Podstęp Kapitana Ameryki z AVENGERS: KOŃCA GRY był nawiązaniem do kontrowersyjnego wątku z komiksów Marvela
Trzonem akcji Avengers: Końca gry jest podróż bohaterów w czasie. Jedna z drużyn – dowodzona przez Kapitana Amerykę – przenosi się z powrotem do 2012 roku, trafiając ponownie w sam środek bitwy o Nowy Jork znanej z Avengers (2012). Ich celem jest odzyskanie berła Lokiego, które zawiera Kamień Nieskończoności.
Klejnot próbuje przejąć po bitwie sam Kapitan Ameryka. Będąc w windzie z grupą należącą do SHIELD, Rogers – mając wiedzę, że jego towarzysze w rzeczywistości służą neonazistowskiej organizacji Hydra – używa podstępu, szepcząc “Hail Hydra” i udając, że on także jest jej członkiem. Sztuczka się oczywiście udaje.
Koniec gry nie był pierwszym razem, gdy Kapitan Ameryka wypowiedział słowa “Hail Hydra”. Po raz pierwszy zrobił to kilka lat wcześniej na kartach komiksu, jednak nie w celu nabrania kogoś, lecz całkiem poważnie. Zdarzyło się to w komiksie Captain America: Steve Rogers No. 1, którego autorami byli Nick Spencer, Jesus Saiz i Joe Caramagna.
Ten fabularny twist wzbudził ogromne kontrowersje i oburzenie fanów Kapitana Ameryki – niektórzy uciekali się nawet do gróźb wobec autorów, a o sprawie pisały duże portale poświęcone popkulturze.

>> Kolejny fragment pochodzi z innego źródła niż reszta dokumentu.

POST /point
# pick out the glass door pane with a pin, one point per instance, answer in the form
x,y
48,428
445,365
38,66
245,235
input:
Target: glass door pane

Wśród miłośników komiksów było to iście szokujące wydarzenie. W kolejnych odsłonach komiksu Rogers pozostawał głównym antagonistą, aż wreszcie okazało się, że prawdziwy Kapitan został zastąpiony tym złym – ostatecznie oryginalny Steve znów zajął należne mu miejsce. Kwestia z Avengers: Końca gry była więc mrugnięciem okiem do tego wątku (i oczywiście nie jedynym odwołaniem do komiksów w widowisku braci Russo!), zdecydowanie mniej kontrowersyjnym.
Czytaliście komiks, o którym mowa powyżej?